De studie voorspelde eenmalige aanloopkosten van tussen de 50 000 en 150 000 EUR en maandelijkse operationele kosten van 5 000 tot 15 000 EUR, afhankelijk van de duur van het contract met de dienstverlener. Vergelijkbare maandelijkse kosten zijn voorzien voor het functioneren van een helpdesk, indien gewenst.

4.

Aanvullende informatie



·

Simulatie, proeffase en overgangsperiode



Het voorstel voorziet in algemene en specifieke overgangsperiodes om zowel fabrikanten van motoren en machines als administraties voldoende tijd te gunnen.

Voor de overgang van de huidige emissienormen naar de nieuwe emissiefase wordt een recent ontwikkelde overgangsregeling voorgesteld die aanzienlijk eenvoudiger is op administratief gebied voor fabrikanten van motoren en machines, en tegelijkertijd de lasten voor de nationale goedkeuringsinstanties ingrijpend verlicht.

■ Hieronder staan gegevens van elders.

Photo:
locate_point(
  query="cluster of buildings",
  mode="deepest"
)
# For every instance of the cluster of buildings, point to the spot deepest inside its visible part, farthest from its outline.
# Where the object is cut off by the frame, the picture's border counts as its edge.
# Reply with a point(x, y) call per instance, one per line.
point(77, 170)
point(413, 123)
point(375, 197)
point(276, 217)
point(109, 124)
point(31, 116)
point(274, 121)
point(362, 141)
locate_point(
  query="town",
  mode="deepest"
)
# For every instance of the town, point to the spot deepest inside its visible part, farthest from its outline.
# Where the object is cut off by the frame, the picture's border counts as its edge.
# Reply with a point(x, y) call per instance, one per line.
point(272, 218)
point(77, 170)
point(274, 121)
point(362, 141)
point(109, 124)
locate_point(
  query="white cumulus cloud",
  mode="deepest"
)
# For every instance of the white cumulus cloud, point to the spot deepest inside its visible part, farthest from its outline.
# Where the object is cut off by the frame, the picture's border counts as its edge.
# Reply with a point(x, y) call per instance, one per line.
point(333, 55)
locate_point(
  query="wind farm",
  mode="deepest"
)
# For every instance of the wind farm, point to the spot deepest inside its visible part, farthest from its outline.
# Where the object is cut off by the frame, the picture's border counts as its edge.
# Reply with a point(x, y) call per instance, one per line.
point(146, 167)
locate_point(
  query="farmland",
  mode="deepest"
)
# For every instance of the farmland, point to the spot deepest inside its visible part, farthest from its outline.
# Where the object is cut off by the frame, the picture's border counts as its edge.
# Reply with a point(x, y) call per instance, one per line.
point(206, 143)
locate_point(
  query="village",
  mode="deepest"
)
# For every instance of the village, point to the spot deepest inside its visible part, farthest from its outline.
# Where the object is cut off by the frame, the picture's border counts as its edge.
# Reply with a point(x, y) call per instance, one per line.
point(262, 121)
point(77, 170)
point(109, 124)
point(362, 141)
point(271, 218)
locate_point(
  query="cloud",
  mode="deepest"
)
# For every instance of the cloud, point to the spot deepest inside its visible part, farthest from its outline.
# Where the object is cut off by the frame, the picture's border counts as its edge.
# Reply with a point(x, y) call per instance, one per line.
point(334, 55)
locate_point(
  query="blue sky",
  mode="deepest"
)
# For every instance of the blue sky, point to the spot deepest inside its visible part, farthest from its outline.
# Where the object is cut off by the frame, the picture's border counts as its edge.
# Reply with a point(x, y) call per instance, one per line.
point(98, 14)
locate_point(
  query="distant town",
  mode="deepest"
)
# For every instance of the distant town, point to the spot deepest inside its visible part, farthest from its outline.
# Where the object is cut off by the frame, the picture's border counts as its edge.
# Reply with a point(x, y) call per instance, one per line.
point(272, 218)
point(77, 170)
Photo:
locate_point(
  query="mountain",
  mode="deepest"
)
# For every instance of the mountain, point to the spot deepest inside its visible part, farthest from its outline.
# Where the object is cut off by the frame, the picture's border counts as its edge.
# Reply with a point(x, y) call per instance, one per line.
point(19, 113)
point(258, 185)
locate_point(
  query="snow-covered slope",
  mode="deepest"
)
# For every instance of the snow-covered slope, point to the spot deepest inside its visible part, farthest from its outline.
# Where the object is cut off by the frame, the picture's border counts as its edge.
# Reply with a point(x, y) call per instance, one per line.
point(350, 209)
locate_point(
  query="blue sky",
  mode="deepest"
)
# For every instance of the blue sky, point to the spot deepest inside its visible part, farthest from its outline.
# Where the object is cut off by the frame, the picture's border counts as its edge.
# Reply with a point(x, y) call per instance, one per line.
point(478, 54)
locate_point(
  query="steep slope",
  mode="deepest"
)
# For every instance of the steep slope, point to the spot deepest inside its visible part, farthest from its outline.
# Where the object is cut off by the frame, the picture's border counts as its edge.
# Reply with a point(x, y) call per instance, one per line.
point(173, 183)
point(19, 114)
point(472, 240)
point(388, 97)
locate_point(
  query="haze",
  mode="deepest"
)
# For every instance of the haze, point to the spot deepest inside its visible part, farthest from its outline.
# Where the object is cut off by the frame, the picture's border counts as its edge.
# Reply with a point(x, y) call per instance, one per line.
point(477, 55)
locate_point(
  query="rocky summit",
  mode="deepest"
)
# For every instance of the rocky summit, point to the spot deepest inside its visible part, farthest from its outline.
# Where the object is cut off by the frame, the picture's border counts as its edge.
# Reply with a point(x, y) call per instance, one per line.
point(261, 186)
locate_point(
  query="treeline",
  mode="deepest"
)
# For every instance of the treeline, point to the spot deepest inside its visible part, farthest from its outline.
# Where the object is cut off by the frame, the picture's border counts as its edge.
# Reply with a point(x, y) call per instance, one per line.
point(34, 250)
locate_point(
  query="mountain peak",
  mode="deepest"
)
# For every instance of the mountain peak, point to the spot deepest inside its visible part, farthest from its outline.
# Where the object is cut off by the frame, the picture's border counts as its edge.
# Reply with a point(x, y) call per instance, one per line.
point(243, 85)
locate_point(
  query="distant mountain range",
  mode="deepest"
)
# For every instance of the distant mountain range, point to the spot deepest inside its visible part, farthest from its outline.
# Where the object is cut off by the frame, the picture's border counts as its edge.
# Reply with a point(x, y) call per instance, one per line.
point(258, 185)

Met betrekking tot toezicht op de emissieprestatie van in gebruik zijnde motoren zijn proefprogramma's voorgesteld teneinde passende testprocedures te ontwikkelen.

·

Vereenvoudiging



Het voorstel voorziet in een vereenvoudiging van de wetgeving.

Een extreem complexe richtlijn inzake emissies van motoren voor niet voor de weg bestemde mobiele machines met 15 bijlagen, die 8 keer is gewijzigd zonder herschikking, wordt ingetrokken.

Het voorstel vereenvoudigt de administratieve procedures voor overheidsinstanties. Het voorstel is opgenomen in het programma van de Commissie voor de modernisering en vereenvoudiging van het acquis communautaire en in het wetgevingsprogramma van de Commissie, onder referentie 2010/ENTR/001.

·

Intrekking van bestaande wetgeving



De vaststelling van het voorstel heeft de intrekking van bestaande wetgeving tot gevolg.

·

Europese Economische Ruimte



De voorgestelde maatregel betreft een onderwerp dat onder de EER-overeenkomst valt en moet daarom worden uitgebreid tot de Europese Economische Ruimte.